19 April 2008

Morale

The ambulance company has been having morale problems for quite some time now and the peon grumbling was finally loud enough for management to notice. Constantly changing paperwork requirements leading to crews being threatened for incomplete paperwork, government fines, being promised and trained for new equipment that never arrives on the trucks, and generic job dissatisfaction all pop up.

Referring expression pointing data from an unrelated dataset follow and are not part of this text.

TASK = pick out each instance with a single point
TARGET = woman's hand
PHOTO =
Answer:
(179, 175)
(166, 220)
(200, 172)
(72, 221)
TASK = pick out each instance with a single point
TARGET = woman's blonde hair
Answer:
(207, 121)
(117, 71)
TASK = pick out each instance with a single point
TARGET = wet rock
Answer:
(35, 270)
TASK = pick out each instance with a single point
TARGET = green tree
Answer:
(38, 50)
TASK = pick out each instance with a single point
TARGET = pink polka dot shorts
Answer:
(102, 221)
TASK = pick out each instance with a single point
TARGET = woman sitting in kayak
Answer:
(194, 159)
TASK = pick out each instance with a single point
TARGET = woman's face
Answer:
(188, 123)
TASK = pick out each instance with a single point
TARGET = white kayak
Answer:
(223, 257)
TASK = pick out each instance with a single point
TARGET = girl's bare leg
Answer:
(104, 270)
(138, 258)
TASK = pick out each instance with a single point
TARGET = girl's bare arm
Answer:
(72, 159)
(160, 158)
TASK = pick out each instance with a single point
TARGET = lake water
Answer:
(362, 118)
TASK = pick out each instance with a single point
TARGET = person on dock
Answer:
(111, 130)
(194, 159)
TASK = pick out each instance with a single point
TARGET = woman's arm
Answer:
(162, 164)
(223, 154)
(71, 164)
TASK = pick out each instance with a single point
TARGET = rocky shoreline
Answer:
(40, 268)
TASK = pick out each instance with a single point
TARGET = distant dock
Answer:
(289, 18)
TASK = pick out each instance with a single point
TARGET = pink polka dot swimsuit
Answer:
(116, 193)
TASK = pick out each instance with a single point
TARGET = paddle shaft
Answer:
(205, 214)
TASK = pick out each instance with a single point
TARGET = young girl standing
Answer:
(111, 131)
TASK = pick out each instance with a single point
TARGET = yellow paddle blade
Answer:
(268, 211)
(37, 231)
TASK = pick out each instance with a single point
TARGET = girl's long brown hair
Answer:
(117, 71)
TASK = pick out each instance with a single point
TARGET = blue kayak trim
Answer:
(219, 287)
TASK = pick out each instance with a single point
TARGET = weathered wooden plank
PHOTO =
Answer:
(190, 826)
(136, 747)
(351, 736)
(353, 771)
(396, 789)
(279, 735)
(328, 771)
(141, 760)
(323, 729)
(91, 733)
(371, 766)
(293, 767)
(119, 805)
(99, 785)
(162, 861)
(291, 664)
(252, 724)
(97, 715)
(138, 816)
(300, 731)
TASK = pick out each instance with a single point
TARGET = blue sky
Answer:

So what is management to do? Well, if you're a fan of Dilbert, observant of management in general, or just pessimistic, you're probably guessing that they implemented something which does not actually address any of the problems. I'll just call it the "Superstar!" program (envision SNL's Molly Shannon in classic cheerleader lunge wiggling fingers at you). We are to nominate employees who go above and beyond the call of duty; said employees are entered into a monthly drawing to win a prize to be named later, usually a gift certificate or something reasonable at least. My issue isn't with the desire to recognize good employees - the point is that it doesn't actually address the problem and, at least at the north station, has become an object of ridicule.

Yesterday was another ambulance day where we mostly drove around helping people rather than transporting them or providing much medical assistance. We spent an hour with a diabetic, went for a medical alarm activation, a couple of accidents, someone with pancreatitis. On several of these calls, The Asian did things that were truly above and beyond, including cooking lunch and calling a utility company. These are not things he does for recognition, but things he considers part of his duty as a patient advocate. But that doesn't mean that I don't get to spend most of the afternoon telling him he was a "Superstar!" and I was going to send my nomination immediately and others in the station coming up with all sorts of things he's done which could potentially nominate him. He actually already got nominated one month, but I didn't have anything to do with that one. I guess it helps morale because it gives us a common object of ridicule, but really, we don't need help with that.

What would actually help?
  • Employees being held to the recognized job standards. If you're not doing something you're supposed to do, or doing a shitty job of it, something should happen. Not necessarily being immediately fired, but some sort of discipline where you understand that this is not acceptable.
  • Understanding that sending paperwork back to crews for errors made by discharging staff is ridiculous, without having to listen to 4 weeks of crew complaints before they figure it out.
  • Hold off on training about equipment to come until said equipment actually arrives. Many of us have already lost our passwords for the new electronic patient care reports and nobody even knows when the computers will officially go live.
  • Pay equity.
  • Supervisors responding to problems in the station sometime before they become critical, quick examples: a toilet that leaks so long that the hallway 8 feet away smells like pee, a water leak inside that covers two beds in mold.
These are concrete things that could've been done instead of the token popularity contest, but they are also things which would cost time or money. I will at least give credit that things are improving slowly (the two problems above are being addressed) and I'm not sure where the motivation finally came from, but I'll take what I can get.

1 comment:

Ellie said...

It's funny when management can't see the forest for the trees. Sorry to hear the toilets still don't work properly.
The equipment thing it so true. When I visited in March of 2006, new toys were shown to me that are still not on the trucks.